Nutrition per serving

  • kcal 243
  • fat 2g
  • saturates 1g
  • carbs 26g
  • sugars 0g
  • fibre 1g
  • protein 28g
  • salt 1.24g

Ingredients

  • 1 leftover turkey carcass , plus 400g leftover roast turkey meat, shredded
  • 30g ginger , 15g sliced into rounds, 15g grated
  • 2 garlic cloves , unpeeled, bashed
  • large handful of coriander , leaves picked and stalks reserved
  • 3 spring onions , roughly chopped
  • 6 whole peppercorns
  • 2 tbsp dark soy sauce
  • 1 tbsp light brown soft sugar
  • 1 lemon , juiced
  • 250-300g cooked basmati rice
  • crispy chilli oil and crispy onions

Method

  1. Break the turkey carcass apart, if needed, using a knife. Tip the pieces into a large saucepan and add the ginger rounds, garlic, coriander stalks, spring onions and peppercorns. Cover with 800ml water and bring to a simmer over a medium heat. Once simmering, skim away and discard any scum that rises to the surface. Simmer for 45 mins-1 hr until fragrant and the flavours have combined. Strain through a large sieve set over a large bowl, then discard the contents of the sieve. Return the strained liquid to the pan.

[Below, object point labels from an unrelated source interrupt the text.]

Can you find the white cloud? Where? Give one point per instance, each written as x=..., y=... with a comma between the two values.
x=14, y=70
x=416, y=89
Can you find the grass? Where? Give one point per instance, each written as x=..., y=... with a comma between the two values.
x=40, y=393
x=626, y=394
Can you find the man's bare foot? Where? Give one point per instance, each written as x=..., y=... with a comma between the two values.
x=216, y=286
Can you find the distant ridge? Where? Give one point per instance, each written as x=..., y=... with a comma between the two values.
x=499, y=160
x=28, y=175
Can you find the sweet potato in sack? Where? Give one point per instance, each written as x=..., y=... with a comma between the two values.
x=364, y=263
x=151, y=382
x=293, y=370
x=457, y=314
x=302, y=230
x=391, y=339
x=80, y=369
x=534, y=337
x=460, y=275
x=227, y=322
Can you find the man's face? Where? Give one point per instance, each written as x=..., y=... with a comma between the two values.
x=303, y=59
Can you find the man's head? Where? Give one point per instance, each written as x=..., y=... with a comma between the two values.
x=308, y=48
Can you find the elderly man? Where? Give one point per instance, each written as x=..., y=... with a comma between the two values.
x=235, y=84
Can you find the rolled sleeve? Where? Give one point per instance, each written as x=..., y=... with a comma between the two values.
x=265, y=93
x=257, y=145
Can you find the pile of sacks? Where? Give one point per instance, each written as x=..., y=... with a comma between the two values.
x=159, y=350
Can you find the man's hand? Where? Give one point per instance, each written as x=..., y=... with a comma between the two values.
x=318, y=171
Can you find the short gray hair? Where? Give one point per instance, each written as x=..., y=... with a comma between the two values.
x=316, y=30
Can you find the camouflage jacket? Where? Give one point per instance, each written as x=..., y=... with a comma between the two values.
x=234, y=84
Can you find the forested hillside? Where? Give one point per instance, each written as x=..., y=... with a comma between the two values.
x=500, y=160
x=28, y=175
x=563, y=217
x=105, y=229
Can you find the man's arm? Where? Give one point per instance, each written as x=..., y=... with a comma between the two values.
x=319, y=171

  2. Add the grated ginger, turkey meat, soy sauce, sugar and a splash of lemon juice. Bring back to a simmer and cook for 5 mins until the turkey meat is piping hot. Season to taste with pepper and a little more lemon juice, if needed.

  3. Divide the rice between shallow bowls. Top with a few ladles of the broth, then scatter over the coriander leaves, crispy chilli oil and crispy onions to serve.